About 8 miles north of NOTL, the flat water began to get choppy, gradually building into the predicted 10 knot headwind. The wind produced half-meter waves, and occasionally produced sets of larger waves about 2 feet in height. The larger waves would have been more fun if we weren't still over 20 miles from our goal at night and in the dark.
As we paddled in the center of western Lake Ontario, I saw a small, dark shape dead ahead, and startled an apparently sleeping gull as I paddled within a foot or so of it. The bird took off suddenly, brushing its wings against my paddle blade, and flying across Patti's kayak in front of her face.

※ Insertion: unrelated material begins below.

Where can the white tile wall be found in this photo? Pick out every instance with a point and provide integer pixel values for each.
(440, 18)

We watched the sunrise while we approached Toronto, with the head wind persisting for most of the remaining 26 miles, only fading as we paddled close to the Ontario mainland in the city. Finally, we entered Toronto harbor and paddled our kayaks to the outfitter who had invited me to take out at his place of business. Harbourfront Canoe & Kayak had a nice carpeted ramp, and we were able paddle right up onto the green carpet to end our journey. Pete was there waiting for us as we celebrated and packed up our wet gear.
Prior experience in long-distance paddling, night paddling, and open water paddling in a sea kayak is strongly advised. It was a lot of hard work; I'm glad we did it, but that was the first and last annual trip from NOTL to TO!